Jeudi dernier était la fête de l’Ascension, premier jour d’un long week-end de quatre jours. Par un temps quelque peu ensoleillé mais tout de même plutôt frisquet, rien n’est mieux que se promener et s’adonner à la lecture. Parmi mes lectures, voici le compte rendu d’un bouquin qui m’arrive tout frais d’Italie , le “Dictionnaire des choses perdues” du chanteur et écrivain Francesco Guccini.
Guccini, F. (2012) Dizionario delle cose perdute”. Milan: Mondadori. (disponible aussi en ebook, seulement en italien)
Guccini, duquel on a déjà pu apprécier quelques romans policiers et plusieurs livres autobiographiques, nous livre ses mémoires de gamin bolognais avec un grand sens de l’humour, tout en faisant preuve d’un profond respect pour les rêves et les ambitions des gosses de cette époque et de leurs parents.

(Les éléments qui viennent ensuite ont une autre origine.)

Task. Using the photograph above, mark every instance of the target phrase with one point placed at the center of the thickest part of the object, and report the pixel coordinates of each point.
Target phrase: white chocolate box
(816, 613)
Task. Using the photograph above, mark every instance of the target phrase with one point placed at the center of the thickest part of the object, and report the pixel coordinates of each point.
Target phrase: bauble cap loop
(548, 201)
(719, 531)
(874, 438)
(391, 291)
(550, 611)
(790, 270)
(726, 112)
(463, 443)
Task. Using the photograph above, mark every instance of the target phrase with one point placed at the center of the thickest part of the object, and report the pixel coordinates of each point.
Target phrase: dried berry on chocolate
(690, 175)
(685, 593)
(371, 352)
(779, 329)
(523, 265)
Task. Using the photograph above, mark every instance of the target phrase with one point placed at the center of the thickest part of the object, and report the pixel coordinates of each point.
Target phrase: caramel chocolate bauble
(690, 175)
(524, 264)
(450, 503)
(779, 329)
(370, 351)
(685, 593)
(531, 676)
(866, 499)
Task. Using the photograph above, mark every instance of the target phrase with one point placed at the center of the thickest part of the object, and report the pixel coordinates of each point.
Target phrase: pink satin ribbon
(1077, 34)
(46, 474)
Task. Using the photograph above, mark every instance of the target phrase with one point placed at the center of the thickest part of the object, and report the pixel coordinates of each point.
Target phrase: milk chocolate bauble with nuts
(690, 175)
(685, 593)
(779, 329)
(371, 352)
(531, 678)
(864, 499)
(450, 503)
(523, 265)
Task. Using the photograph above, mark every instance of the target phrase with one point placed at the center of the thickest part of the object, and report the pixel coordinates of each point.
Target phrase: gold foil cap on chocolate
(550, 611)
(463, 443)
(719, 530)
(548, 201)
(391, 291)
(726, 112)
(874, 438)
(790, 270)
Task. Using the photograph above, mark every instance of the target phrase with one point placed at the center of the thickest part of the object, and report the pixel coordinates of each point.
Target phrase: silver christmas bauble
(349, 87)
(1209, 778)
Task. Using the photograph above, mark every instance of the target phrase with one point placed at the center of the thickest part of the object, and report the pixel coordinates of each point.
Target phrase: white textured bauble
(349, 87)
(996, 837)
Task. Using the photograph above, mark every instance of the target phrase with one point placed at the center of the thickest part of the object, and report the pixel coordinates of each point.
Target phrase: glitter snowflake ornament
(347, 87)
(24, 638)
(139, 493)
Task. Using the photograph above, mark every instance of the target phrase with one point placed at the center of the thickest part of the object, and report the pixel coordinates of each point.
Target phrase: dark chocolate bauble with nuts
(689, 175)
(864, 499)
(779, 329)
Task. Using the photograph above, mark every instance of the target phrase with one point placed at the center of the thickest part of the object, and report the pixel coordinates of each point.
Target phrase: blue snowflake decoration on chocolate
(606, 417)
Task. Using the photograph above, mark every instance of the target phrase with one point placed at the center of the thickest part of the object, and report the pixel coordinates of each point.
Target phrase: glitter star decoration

On retrouve ainsi les premiers chewing-gums, les insecticides contre les mouches, les voitures de masse, les cinémas de 3ème vision et même des trucs qui ont aujourd’hui presque complètement disparu, comme les glacières, les cuisinières à bois, les “liqueurs en poudre” (obtenus mélangeant des aromes chimiques, par exemple de whisky, et de l’alcool) et les seringues en verre.
Avec juste un soupçon de nostalgie (mais pas trop quand même: d’accord, les jeux dans la rue sont peut-être mieux que la PSP, mais tout le monde préfère les seringues en plastique à celles en verre…!), l’auteur nous livre un beau témoignage d’un monde à cheval entre tradition et modernité. Encadré par un regard bienveillant et presque attendri, le sentiment qui domine le livre est sans doute l’étonnement. C’est la stupeur typique des enfants, mais aussi celle de tout un pays qui s’ouvre à la modernité, et qui découvre avec enthousiasme les nouveautés…surtout celles qui débarquent des USA.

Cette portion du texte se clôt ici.